Гаррис Т. 1. Гл. 11. Моя первая Венера Ч. 1

Виктор Еремин
Venera toute enti;re ; sa proie attach;e1
__________________
1 Вся ярость впившейся в добычу Афродиты (фр.). Из трагедии Ж. Расина «Федра».

Глава XI

Я не хотел писать на этих страницах ничего, кроме правды. Но теперь сознаю, что память сыграла со мною злую шутку: она — художник размера, ибо для нее события, на которые уходили месяцы жизни, сжимаются в дни. Переходит, так сказать, с вершин ощущений на вершины чувств. От этого эффект страсти многократно усиливается. Мне остается только предупредить читателей, что на самом деле некоторые любовные приключения, которые здесь описываются, были разделены неделями, а иногда и месяцами, что золотые самородки воспоминаний были случайными «находками» в пустыне.

В конце концов, это не имеет значения для моих благородных читателей, и они уже догадались, что, когда вы разбиваете восемнадцать лет на пятнадцать глав, волей неволей должны оставить в стороне незначительные события и расписывать главным образом самые важные. Что я и сделал, день за днем лихорадочно вспоминая былое.

К изучению латыни я относился весьма скептически. Всякий раз, встречая в тексте фрагменты, вроде описания строительства моста в «Галльской войне» Цезаря, я предпочитал не обременять свою память десятками новых латинских слов, поскольку понимал, что латынь сравнительно неважна для меня. Нет надобности знать ее во всех мелких подробностях. Если уж и заучивать, то творения Тацита или Лукреция, а не цезаревскую писанину. Ни один здравомыслящий человек не возьмет на себя труд овладеть языком для того, чтобы знакомиться с второсортными сочинениями.

Однако новые слова из языка древних греков были мне дороги, как и новые английские слова. Я заучивал наизусть каждый отрывок, усеянный ими, за исключением припевов вроде Аристофановских, где автор перечисляет неизвестных ныне птиц.

А вот профессор Смит знал оба языка в самых мелких деталях. Однажды я спросил его, и он признался, что, следуя примеру Германа2, знаменитого немецкого ученого, прочитал все сохранившиеся произведения на древнегреческом языке и был уверен, что знает почти каждое древнегреческое слово.
________________________
2 Герман, Пауль (1846 — 1921) — немецкий лингвист, профессор, идеолог школы младограмматиков, один из выдающихся лингвистов XIX в.

Я не стремился к такому педантичному совершенству и не претендовал на какую-либо ученость.
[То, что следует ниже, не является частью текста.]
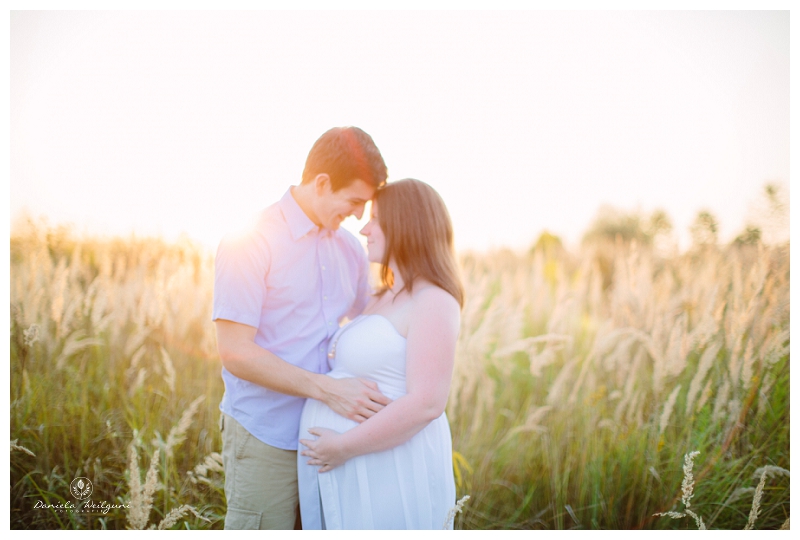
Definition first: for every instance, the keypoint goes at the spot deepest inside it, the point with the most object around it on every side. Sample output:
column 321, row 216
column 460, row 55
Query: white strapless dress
column 409, row 486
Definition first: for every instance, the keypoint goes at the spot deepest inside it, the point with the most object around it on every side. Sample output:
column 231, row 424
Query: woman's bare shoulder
column 427, row 296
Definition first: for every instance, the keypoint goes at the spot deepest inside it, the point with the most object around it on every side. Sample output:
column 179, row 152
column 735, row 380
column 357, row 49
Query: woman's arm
column 430, row 352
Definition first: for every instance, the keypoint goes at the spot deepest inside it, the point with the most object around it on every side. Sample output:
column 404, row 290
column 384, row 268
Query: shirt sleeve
column 241, row 268
column 364, row 291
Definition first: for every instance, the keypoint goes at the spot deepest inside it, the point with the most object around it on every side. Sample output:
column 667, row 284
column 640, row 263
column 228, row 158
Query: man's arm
column 357, row 399
column 430, row 354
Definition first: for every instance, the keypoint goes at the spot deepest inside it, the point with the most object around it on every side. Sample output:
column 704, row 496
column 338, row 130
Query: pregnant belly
column 317, row 414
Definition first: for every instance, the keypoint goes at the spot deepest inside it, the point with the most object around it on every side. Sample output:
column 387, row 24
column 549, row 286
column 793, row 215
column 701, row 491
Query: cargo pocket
column 241, row 437
column 239, row 520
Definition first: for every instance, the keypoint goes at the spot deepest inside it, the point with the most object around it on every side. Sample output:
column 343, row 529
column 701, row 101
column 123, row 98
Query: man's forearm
column 253, row 363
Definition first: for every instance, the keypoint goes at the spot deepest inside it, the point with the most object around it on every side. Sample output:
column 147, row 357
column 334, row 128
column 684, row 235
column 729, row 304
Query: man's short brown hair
column 345, row 154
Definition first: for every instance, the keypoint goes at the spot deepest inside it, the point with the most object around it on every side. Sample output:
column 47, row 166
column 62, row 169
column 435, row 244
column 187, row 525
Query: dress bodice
column 370, row 347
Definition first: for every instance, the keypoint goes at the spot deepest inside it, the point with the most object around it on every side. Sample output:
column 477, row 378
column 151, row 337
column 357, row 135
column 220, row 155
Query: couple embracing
column 345, row 423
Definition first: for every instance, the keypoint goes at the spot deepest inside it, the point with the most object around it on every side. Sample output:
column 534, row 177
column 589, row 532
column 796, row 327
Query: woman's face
column 376, row 241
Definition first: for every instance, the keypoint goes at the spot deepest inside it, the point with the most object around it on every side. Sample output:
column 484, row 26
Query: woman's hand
column 326, row 451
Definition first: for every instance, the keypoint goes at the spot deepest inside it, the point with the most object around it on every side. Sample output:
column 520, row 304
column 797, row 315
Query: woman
column 394, row 470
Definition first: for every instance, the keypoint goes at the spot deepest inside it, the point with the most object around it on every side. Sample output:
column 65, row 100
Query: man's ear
column 322, row 184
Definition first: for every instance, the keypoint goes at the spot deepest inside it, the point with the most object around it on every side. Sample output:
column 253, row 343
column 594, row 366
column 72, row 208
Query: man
column 280, row 291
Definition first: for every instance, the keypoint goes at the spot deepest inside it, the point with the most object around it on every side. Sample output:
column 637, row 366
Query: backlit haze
column 171, row 122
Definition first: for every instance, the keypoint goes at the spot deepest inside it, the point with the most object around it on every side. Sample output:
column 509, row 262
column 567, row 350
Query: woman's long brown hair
column 419, row 237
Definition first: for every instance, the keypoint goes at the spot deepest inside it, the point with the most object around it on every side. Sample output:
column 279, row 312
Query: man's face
column 334, row 206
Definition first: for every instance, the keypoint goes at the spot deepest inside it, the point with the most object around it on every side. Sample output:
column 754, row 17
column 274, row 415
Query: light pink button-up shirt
column 294, row 282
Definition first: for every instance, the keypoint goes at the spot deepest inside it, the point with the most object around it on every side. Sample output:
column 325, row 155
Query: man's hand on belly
column 356, row 399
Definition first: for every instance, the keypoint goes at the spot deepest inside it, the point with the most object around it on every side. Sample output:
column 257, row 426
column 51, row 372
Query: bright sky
column 162, row 122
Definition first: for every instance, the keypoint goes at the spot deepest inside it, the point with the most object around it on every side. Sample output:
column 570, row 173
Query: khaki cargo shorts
column 260, row 481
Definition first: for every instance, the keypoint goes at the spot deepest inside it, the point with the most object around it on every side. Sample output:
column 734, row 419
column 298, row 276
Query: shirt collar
column 299, row 223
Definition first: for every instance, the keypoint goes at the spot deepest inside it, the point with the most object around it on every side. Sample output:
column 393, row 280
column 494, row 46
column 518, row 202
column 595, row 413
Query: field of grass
column 581, row 382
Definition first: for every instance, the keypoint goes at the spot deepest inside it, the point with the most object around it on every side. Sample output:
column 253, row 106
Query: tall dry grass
column 581, row 381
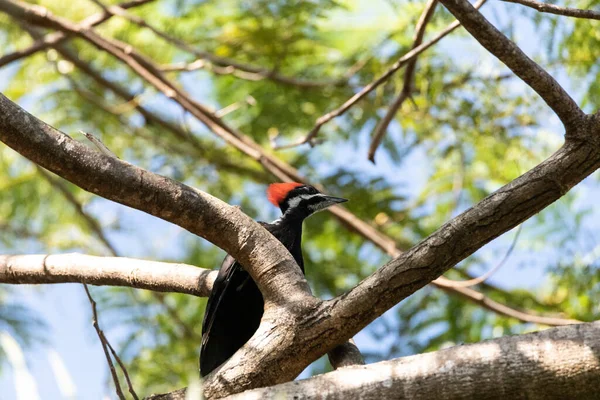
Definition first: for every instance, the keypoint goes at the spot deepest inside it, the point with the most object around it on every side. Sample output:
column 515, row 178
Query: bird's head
column 298, row 200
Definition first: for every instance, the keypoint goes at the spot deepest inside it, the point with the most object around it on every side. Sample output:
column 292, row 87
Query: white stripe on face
column 294, row 201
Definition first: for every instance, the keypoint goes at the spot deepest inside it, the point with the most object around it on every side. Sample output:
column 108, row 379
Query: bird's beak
column 331, row 200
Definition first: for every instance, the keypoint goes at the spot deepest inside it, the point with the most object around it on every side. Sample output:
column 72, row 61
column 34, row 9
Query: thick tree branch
column 407, row 87
column 558, row 10
column 559, row 363
column 59, row 37
column 514, row 58
column 103, row 271
column 336, row 320
column 264, row 257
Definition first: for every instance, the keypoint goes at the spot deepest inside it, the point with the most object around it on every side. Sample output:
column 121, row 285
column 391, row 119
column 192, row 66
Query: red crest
column 276, row 192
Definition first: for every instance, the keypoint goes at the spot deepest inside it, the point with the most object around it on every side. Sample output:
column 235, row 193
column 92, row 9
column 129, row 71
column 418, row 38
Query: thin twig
column 91, row 222
column 489, row 273
column 116, row 357
column 558, row 10
column 514, row 58
column 371, row 86
column 58, row 37
column 225, row 66
column 105, row 344
column 407, row 88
Любая ученость оставляет меня равнодушным, если только она не ведет к более полному пониманию красоты или к тому, что мы называем мудростью.

В первый же год обучения у Смита я вызубрил наизусть десятки припевов греческих драматургов и «Апологию Сократа» и «Критона» Платона. Я полагаю, что «Критон» — образцовое произведение, более важное, чем прочие философские сочинения автора. Платон и Софокл! Стоило потратить пять лет тяжкого труда, чтобы ощутить их родственную близость и слиться душой с душами древних гениев. Разве Софокл не подарил мне Антигону, прообраз новой женщины на все времена в ее священном бунте против устаревших законов, разрушительницу условностей, вечный образец того бесстрашного утверждения любви, которая вне и выше секса, самое сердце Божественного!

И платонов Сократ привел меня к тому высокому образу мысли, когда человек становится Богом, научившись повиновению закону и спокойному принятию Смерти. Но даже в том случае я нуждался в Антигоне, сестре-близнеце Базарова3. Уже тогда интуитивно я понимал, что моим жизненным кредо стал бунт и что наказание, понесенное Сократом или Антигоной, почти наверняка станет и моим наказанием. Ибо мне суждено было встретиться с худшими противниками. В конце концов, Креон4 был всего лишь глупцом, тогда как сэр Томас Хорридж5 был убежденным злодеем, а Вудро Вильсон6 — просто чудовище!
___________________________
3 Евгений Базаров — главный герой романа И.С. Тургенева «Отцы и дети». Во вт.п. XIX в. творчество Тургенева было популярно в кругах западноевропейских интеллектуалов.
4 Креон — царь Фив, главный отрицательный персонаж в трагедии Софокла «Антигона».
5 Томас Гарднер Хорридж (1857—1938) — британский адвокат, видный представитель либеральной партии, судья Высокого суда Англии и Уэльса.
6 Вудро Вильсон (1856—1924) — 28-ой президент США, лауреат Нобелевской премии мира 1919 г.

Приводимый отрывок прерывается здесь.